I'm in Japan where foreign language education is notoriously sub-par overall. English is the first foreign language. Some private high schools offer Mandarin as an optional, I haven't seen anything substantial in state-run schools. At college level, most people chose between French and German as a second foreign language. Like we're still in the Meiji Era. I'm a big proponent that they abandon this tradition in favor of Russian, Korean, and Mandarin. It always helps to learn the language of your neighbors. Language schools advertize k-pop-trendy Korean more.

[–] BigMikeInAustin@lemmy.world 2 points 2 days ago (6 children)

You're grilling OP on something they already said they have little experience with. OP is asking questions to learn, and the grilling is detrimental to that.

[–] FriendOfDeSoto@startrek.website 18 points 2 days ago (2 children)

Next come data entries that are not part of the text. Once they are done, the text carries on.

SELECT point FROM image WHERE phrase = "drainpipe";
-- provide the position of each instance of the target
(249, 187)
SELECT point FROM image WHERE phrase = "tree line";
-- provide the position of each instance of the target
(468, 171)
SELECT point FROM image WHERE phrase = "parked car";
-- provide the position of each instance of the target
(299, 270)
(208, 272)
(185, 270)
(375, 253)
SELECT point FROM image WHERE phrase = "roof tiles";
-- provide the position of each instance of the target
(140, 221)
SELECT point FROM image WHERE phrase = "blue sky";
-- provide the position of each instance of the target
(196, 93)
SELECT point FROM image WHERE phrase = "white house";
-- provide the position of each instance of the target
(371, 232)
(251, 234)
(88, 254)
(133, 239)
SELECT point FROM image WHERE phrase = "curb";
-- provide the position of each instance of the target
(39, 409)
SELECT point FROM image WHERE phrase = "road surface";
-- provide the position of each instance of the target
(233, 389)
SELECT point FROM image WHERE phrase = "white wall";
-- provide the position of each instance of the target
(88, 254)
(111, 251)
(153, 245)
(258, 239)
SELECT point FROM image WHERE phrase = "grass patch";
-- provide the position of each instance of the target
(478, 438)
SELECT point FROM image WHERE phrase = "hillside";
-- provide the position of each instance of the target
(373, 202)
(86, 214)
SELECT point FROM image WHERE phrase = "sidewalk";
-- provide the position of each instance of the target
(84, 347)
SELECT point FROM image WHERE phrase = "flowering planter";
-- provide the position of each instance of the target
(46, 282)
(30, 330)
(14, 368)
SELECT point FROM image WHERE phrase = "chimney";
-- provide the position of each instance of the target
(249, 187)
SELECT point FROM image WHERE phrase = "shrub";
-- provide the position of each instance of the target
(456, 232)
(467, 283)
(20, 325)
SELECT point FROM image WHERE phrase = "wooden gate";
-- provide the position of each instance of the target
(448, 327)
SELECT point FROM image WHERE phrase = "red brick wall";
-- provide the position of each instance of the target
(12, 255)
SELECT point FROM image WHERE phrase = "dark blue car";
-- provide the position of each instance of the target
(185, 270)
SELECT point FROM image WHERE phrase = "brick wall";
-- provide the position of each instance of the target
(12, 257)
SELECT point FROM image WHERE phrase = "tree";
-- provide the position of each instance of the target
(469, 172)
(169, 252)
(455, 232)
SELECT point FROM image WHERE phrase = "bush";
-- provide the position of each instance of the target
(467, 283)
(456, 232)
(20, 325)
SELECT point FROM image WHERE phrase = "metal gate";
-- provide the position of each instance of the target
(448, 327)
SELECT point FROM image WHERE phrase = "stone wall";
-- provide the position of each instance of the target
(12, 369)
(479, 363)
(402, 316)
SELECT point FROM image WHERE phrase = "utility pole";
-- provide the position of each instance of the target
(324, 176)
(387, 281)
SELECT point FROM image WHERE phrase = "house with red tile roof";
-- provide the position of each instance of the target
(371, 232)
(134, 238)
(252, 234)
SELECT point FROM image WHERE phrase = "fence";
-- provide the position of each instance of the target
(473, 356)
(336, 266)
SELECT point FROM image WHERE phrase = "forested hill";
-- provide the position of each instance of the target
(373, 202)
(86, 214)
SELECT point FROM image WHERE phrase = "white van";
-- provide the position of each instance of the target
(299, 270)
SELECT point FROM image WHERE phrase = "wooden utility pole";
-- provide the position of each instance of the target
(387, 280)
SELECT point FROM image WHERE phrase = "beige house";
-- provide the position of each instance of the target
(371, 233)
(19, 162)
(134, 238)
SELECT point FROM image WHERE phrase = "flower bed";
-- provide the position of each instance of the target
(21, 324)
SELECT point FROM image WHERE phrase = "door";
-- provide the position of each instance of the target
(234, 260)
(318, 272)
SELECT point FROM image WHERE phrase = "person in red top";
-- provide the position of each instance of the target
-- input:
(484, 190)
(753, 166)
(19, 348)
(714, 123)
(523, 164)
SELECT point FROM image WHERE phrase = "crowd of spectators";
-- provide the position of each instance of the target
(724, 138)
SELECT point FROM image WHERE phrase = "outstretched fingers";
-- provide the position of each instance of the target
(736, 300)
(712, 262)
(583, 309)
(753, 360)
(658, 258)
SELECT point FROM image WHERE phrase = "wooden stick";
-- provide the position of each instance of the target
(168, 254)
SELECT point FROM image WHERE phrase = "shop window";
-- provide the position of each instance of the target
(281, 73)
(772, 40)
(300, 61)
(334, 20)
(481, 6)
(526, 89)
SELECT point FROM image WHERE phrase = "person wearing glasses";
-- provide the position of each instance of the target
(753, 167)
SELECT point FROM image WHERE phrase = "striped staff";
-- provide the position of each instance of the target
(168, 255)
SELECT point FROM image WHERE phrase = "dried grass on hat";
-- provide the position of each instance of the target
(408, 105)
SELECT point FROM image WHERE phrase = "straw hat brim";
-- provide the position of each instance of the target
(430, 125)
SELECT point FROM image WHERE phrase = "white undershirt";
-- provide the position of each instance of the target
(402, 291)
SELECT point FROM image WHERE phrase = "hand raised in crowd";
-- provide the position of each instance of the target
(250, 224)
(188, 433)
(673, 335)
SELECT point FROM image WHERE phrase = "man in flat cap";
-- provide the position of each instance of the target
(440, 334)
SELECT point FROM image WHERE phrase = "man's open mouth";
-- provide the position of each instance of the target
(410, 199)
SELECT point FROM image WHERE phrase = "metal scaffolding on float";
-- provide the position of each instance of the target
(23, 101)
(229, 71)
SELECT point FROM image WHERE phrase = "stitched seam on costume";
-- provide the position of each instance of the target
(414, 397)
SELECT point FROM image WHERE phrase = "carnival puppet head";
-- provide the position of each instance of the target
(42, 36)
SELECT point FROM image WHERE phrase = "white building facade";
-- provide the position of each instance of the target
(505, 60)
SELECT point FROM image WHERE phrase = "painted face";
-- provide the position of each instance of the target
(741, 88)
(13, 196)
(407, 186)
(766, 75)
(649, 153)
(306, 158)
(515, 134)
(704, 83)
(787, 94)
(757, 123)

I'm criticizing the use of the phrase "new global language." And I've laid out my reasons why I think that's wrong. I didn't think I was grilling OP, just the perception of Mandarin being the new global language. So I'm a little taken aback that you read it that way; that wasn't my intention.

[–] TargaryenTKE@lemmy.world 1 points 2 days ago

As OP, I have no problem with your critiques. And I wasn't saying I think it will be like that at any point during OUR lifetimes. Like the post said, I was just curious because in my childhood (30 years ago), I knew more about the solar system than I did about China Β―\_(ツ)_/Β―

[–] lividweasel@lemmy.world 1 points 2 days ago (1 children)

I mean, when you addressed what is frankly a minor, tangential part of the OP with an essay, it does come across as heavy-handed, even if that isn’t what you meant by it

[–] A_norny_mousse@feddit.org 3 points 2 days ago* (last edited 2 days ago)

frankly a minor, tangential part of the OP

No, it wasn't

with an essay

Hyperbole

it does come across as heavy-handed

What does that even mean?
"I took your question seriously and attempt a serious answer" == "heavy-handed"?
"I don't agree with all your points" == "heavy-handed"?
Seriously, what does "heavy-handed" even mean here? It seems to imply aggression?